To turn that Chinese loss into a realisable profit you'd sell the cow (+£600) then retain a heifer (-£1,200) thus increasing the monetary loss from £300 to £600.
This is on a cash basis - on a capital basis you've still got the hopefully calved-down heifer, worth £1,200 (and gently depreciating down to £600).
[Julie runs cows in management groups of c 25, each with a bull from July - December.]
That comes across as a spiteful comment.Is it just me that's picked up on the fact that @Walterp Is keeping cows infected with TB because he knows they don't show up on a skin test?? Surely this is madness and risking infecting the rest of his herd. I don't know the epidemiology of TB but surely these walled up lesions can still release infection at some point?? I'd want that risk gone and ensure I have a clean herd.
Not to mention the fact that he's admitted it on an open forum! No wonder we keep getting hit by ever stricter cattle controls!
We run cattle in a high risk area as well and have just been placed in a 6 mth testing interval. We are fortunate to have not had a case on the farm, despite a farm a mile down the road losing half his herd this yr. Our main income is from stores and breeding stock so keeping clear of TB is our biggest concern. Hence why I might sound a bit narked that someone is knowingly keeping an animal that will potentially fail a post mortem.That comes across as a spiteful comment.

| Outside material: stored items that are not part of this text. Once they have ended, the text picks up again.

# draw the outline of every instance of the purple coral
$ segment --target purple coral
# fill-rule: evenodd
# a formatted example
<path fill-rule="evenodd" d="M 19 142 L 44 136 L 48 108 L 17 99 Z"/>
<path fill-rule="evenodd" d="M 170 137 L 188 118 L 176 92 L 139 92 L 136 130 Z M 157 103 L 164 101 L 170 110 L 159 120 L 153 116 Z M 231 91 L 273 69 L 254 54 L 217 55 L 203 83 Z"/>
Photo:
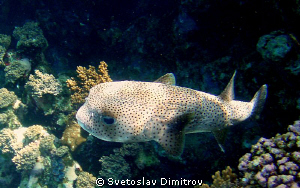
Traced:
<path fill-rule="evenodd" d="M 300 135 L 300 120 L 295 121 L 294 125 L 290 125 L 288 127 L 288 131 L 293 132 L 296 135 Z"/>
<path fill-rule="evenodd" d="M 238 168 L 245 187 L 300 187 L 300 121 L 290 125 L 288 131 L 259 139 L 251 153 L 240 158 Z"/>

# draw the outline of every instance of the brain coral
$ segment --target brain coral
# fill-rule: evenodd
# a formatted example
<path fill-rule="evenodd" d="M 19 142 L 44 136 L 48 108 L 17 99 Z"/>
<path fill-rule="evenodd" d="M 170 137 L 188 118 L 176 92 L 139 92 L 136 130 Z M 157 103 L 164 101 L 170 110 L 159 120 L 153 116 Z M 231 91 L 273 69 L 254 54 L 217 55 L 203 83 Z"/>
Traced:
<path fill-rule="evenodd" d="M 245 187 L 299 187 L 300 121 L 288 127 L 285 134 L 261 138 L 239 160 Z"/>

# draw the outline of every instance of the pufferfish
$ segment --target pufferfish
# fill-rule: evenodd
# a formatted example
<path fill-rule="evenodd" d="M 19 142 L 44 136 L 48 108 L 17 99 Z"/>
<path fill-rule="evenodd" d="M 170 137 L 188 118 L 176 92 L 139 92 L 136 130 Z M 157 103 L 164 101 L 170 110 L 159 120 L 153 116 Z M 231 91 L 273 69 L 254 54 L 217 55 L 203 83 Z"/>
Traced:
<path fill-rule="evenodd" d="M 99 139 L 154 140 L 173 156 L 182 154 L 185 134 L 212 132 L 224 151 L 226 128 L 257 116 L 267 96 L 263 85 L 250 102 L 234 100 L 234 77 L 219 96 L 175 86 L 172 73 L 154 82 L 101 83 L 90 89 L 76 119 Z"/>

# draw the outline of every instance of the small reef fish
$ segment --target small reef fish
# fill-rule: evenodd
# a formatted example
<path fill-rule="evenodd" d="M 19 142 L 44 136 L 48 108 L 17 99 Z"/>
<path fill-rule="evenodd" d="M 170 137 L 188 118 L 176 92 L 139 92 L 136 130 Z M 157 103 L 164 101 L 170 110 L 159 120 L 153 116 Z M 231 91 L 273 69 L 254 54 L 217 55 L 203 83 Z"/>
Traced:
<path fill-rule="evenodd" d="M 101 83 L 90 89 L 76 119 L 99 139 L 154 140 L 173 156 L 182 154 L 185 134 L 212 132 L 224 151 L 226 128 L 257 116 L 267 96 L 263 85 L 250 102 L 234 100 L 234 77 L 219 96 L 175 86 L 172 73 L 154 82 Z"/>

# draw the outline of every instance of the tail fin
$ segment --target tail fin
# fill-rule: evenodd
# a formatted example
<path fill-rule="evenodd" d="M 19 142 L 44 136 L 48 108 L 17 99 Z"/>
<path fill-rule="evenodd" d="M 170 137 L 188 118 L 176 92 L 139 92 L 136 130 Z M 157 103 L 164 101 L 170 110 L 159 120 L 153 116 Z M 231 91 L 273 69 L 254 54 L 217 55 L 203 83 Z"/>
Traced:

Here are the facts: we run cattle in a High Risk TB area, with adjacent and nearby farms regularly going in and out of restrictions. Some have been under restriction for a long time. We have been in and out ourselves, over the years, although we are generally OTBF status.
The latest test failures we experienced were caused by a very diseased 'disperser' badger, who was wandering around the paddock prior to the first test - but who was, fortuitously, found dead prior to the re-test.
We observe that old and barren cows can test clear throughout their lives, but be culled and reveal TB. Riddled with it, as they say. But AHVLA are unable to culture TB therefrom, despite repeated attempts.
In such circumstances, do you recommend:
(a) culling (and hoping it does not re-occur)?
(b) killing and skipping?
(c) leave them hanging about because they'll have a few more calves?
Despite many suggesting that cattle-to-cattle transmissionis a major risk factor, research suggests that in an extensive system it is very hard to establish that it can be thus spread.